Chris Martes, Strategies for Children’s president and CEO, has a new article out in the latest edition of CommonWealth Magazine.
In “A chance to lead on early education,” Martes writes that Massachusetts can be a national role model by building strong pre-K programs. This would prepare more children for lifelong success and set an example for other states.
“From the White House to business boardrooms to the offices of scores of Republican and Democratic mayors, governors, and members of Congress, we’re seeing historic momentum on expanding and improving preschool programs,” Martes writes.
“It is in this spirit of historic potential that we welcome Gov. Charlie Baker to the State House. He and his team have the opportunity to break new ground.”
Pre-K Helps Improve K-12
“The Commonwealth needs strong K-12 schools. But having served for nearly two decades as a school superintendent and as an interim superintendent in five Massachusetts communities, I can tell you that K-12 schools cannot reform education on their own,” Martes explains. “There’s too much work to do. Too many achievement gaps are already in place on the first day that children walk into kindergarten.
“That’s why we need high-quality early education and care programs that start from birth and prepare children to become proficient readers by the third grade.”
But as we’ve blogged many times before, reading scores have remained stagnant.
“The 2013 MCAS scores revealed that 43 percent of our third graders are not proficient readers. Among children from low-income families, a heart-breaking 65 percent lag in reading. In our Gateway Cities — including Attleboro, Pittsfield, Salem, Taunton, and Westfield — 58 percent of third graders are not proficient readers. In Boston, it’s 68 percent.”
Research Points to Promising Practices
The good news is that researchers are studying outcomes and coming up with best practices.
“Harvard Graduate School of Education professor Nonie Lesaux argues that what she calls high-quality ‘teacher talk,’ the number of complex words that teachers use, helps promote children’s reading success.”
“For Arthur Reynolds, a University of Minnesota early childhood development professor, the question is no longer whether preschool is valuable, but rather how much preschool do children need? His answer: More is better… Reynolds found that children in full-day programs were better prepared for school than those in half-day programs.”
And Timothy Bartik’s new book, “From Preschool to Prosperity: The Economic Payoff to Early Childhood Education,” is an eloquent, compelling primer on the power of preschool.
Massachusetts can learn from and build on its own successes. Among these are the Boston Public Schools’ preschool program as well as the Massachusetts Third Grade Reading Proficiency Learning Network, a project that fuses our work with community efforts in towns across the commonwealth.
In addition, Massachusetts has been awarded two federal grants. As Martes explains:
“In December, Massachusetts made public policy headlines by winning a federal Preschool Development Grant. Announced during the White House Summit on Early Education, the award will bring $15 million to the commonwealth in the first year to expand preschool programs. The state stands to get a total of $60 million over four years.

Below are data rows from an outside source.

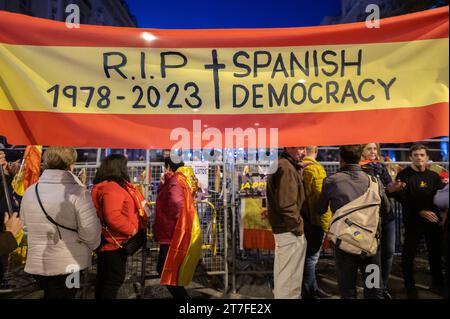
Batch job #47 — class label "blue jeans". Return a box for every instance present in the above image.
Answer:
[334,247,383,299]
[380,219,395,289]
[302,222,325,297]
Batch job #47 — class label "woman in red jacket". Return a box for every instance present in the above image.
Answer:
[92,154,147,299]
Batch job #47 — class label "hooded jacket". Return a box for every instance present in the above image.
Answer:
[20,169,101,276]
[267,152,305,236]
[302,156,331,232]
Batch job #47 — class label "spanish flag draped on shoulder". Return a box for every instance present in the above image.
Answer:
[0,6,449,148]
[160,171,202,286]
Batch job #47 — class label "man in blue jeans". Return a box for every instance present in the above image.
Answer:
[317,145,390,299]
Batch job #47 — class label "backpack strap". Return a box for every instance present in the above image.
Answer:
[34,183,78,240]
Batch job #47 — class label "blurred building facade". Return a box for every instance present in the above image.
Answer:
[322,0,448,24]
[0,0,137,27]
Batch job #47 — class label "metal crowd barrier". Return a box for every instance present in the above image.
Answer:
[6,159,448,298]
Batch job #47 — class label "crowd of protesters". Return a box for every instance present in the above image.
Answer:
[0,147,201,299]
[267,143,448,299]
[0,143,449,299]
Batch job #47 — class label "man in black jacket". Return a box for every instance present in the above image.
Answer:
[395,144,444,299]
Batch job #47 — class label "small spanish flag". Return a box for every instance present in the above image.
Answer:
[161,171,202,286]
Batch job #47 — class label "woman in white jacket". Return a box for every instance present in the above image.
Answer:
[20,147,101,299]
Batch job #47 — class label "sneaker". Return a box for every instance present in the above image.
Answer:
[428,284,444,296]
[406,288,419,299]
[314,288,332,299]
[383,289,394,299]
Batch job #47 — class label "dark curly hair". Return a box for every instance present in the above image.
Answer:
[94,154,130,187]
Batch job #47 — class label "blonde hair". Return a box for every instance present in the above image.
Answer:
[43,146,77,171]
[361,142,383,161]
[305,146,319,155]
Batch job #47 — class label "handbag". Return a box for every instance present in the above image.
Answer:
[121,229,147,256]
[103,226,147,256]
[34,183,78,240]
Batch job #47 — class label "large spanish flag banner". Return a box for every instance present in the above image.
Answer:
[0,6,449,148]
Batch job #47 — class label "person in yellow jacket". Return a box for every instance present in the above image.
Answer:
[301,146,331,299]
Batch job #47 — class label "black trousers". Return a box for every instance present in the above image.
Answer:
[33,273,81,299]
[156,244,190,299]
[95,250,128,299]
[402,221,444,289]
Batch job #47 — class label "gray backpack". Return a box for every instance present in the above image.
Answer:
[329,175,381,256]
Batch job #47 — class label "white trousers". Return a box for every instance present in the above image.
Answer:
[273,232,306,299]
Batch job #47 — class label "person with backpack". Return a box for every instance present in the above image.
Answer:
[20,146,101,299]
[317,145,390,299]
[359,143,405,299]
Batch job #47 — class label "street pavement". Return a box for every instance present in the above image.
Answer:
[0,256,443,299]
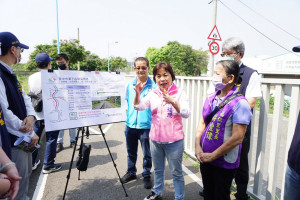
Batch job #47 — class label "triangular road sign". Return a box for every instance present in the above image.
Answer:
[207,25,222,41]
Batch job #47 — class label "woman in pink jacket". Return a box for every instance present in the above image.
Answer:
[134,62,190,200]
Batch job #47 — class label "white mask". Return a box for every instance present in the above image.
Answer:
[212,76,227,90]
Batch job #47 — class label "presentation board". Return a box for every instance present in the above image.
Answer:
[41,70,126,131]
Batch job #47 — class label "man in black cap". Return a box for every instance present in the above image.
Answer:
[28,53,61,174]
[284,46,300,200]
[0,32,39,200]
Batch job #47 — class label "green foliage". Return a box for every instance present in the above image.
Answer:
[104,57,127,72]
[145,41,208,76]
[12,63,26,72]
[26,40,127,71]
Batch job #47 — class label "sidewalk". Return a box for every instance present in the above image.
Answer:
[29,123,202,200]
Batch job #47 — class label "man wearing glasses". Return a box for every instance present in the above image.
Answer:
[0,32,39,200]
[121,57,156,189]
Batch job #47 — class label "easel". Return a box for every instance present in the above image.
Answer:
[63,125,128,200]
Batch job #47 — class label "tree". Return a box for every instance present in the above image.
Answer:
[103,57,127,72]
[145,41,208,76]
[26,40,90,71]
[26,40,127,71]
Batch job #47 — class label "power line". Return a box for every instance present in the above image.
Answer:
[219,0,300,57]
[238,0,300,41]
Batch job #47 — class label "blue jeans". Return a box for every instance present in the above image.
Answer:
[57,128,76,144]
[32,120,45,166]
[125,126,152,177]
[150,139,184,200]
[283,165,300,200]
[44,131,59,169]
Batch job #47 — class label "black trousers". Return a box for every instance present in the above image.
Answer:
[200,163,236,200]
[235,129,251,200]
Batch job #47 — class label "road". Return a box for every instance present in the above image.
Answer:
[29,123,201,200]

“For Baker, these funds will provide a running start that builds on the crucial federal funding that Massachusetts was awarded in 2011, when the state won a $50 million Race to the Top-Early Learning Challenge grant.”
Federal funding, however, isn’t enough.
“As Georgia, New Jersey, New York, and Oklahoma have all shown, state governments can improve preschool outcomes by boosting their own preschool budgets.”
Massachusetts can do the same.
“It will be up to Baker and the Legislature to make additional investments in our children. Fortunately, they can do so knowing that they will save money in the long run by avoiding expensive remediation and helping to develop a highly skilled workforce.”